Ground Water (0017467X)42(1)pp. 2-2
Ground Water (0017467X)42(1)pp. 2-2
Ground Water (0017467X)41(5)pp. 602-607
The Theis type curve matching method and the Cooper-Jacob semilog method are commonly used for estimation of transmissivity and storage coefficient of infinite, homogeneous, isotropic, confined aquifers from drawdown data of a constant rate pumping test.

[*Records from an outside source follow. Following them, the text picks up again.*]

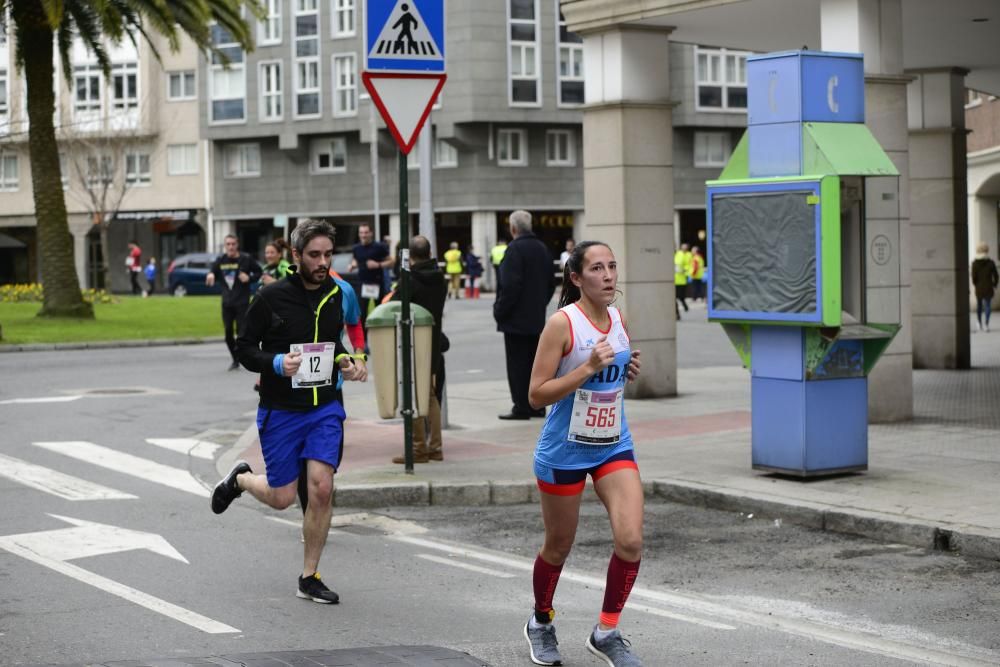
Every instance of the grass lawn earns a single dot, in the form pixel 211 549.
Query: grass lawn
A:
pixel 131 318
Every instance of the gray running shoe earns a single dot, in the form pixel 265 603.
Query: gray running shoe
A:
pixel 613 650
pixel 543 644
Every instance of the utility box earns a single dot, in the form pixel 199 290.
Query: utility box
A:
pixel 384 361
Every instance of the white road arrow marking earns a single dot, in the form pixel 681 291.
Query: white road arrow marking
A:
pixel 52 548
pixel 128 464
pixel 56 483
pixel 201 449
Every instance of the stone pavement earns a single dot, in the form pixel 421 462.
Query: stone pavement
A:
pixel 932 482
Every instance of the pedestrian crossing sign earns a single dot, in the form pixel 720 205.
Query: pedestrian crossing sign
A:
pixel 405 35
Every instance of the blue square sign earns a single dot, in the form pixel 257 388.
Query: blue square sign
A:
pixel 405 35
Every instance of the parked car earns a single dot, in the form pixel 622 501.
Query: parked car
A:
pixel 186 275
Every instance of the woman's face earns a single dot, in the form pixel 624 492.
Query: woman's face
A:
pixel 598 279
pixel 271 254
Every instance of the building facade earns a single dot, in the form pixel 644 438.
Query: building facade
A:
pixel 130 157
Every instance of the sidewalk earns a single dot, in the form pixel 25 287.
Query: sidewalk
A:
pixel 932 482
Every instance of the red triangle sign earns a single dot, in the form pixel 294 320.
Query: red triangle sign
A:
pixel 405 101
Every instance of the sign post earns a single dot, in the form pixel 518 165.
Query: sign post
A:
pixel 404 73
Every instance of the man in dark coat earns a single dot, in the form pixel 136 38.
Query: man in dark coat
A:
pixel 525 287
pixel 428 289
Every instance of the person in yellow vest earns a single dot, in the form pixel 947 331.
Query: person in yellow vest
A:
pixel 453 267
pixel 682 263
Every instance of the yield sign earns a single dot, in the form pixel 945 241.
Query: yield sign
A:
pixel 405 101
pixel 52 548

Although these methods are based on drawdown data, they are often applied indiscriminately to analyze both drawdown and recovery data. Moreover, the limitations of drawdown type curve to analyze recovery data collected after short pumping times are not well understood by the practicing engineers. This often may result in an erroneous interpretation of such recovery data. In this paper, a novel but simple method is proposed to determine the storage coefficient as well as transmissivity from recovery data measured after the pumping period of an aquifer test. The method eliminates the dependence on pumping time effects and has the advantage of employing only one single recovery type curve. The method based on the conversion of residual drawdown to recovered drawdown (buildup) data plotted versus a new equivalent time (Δt X tp/tp + Δt). The method uses the recovery data in one observation point only, and does not need the initial water level h0, which may be unknown. The accuracy of the method is checked with three sets of field data. This method appears to be complementary to the Cooper-Jacob and Theis methods, as it provides values of both storage coefficient and transmissivity from recovery data, regardless of pumping duration.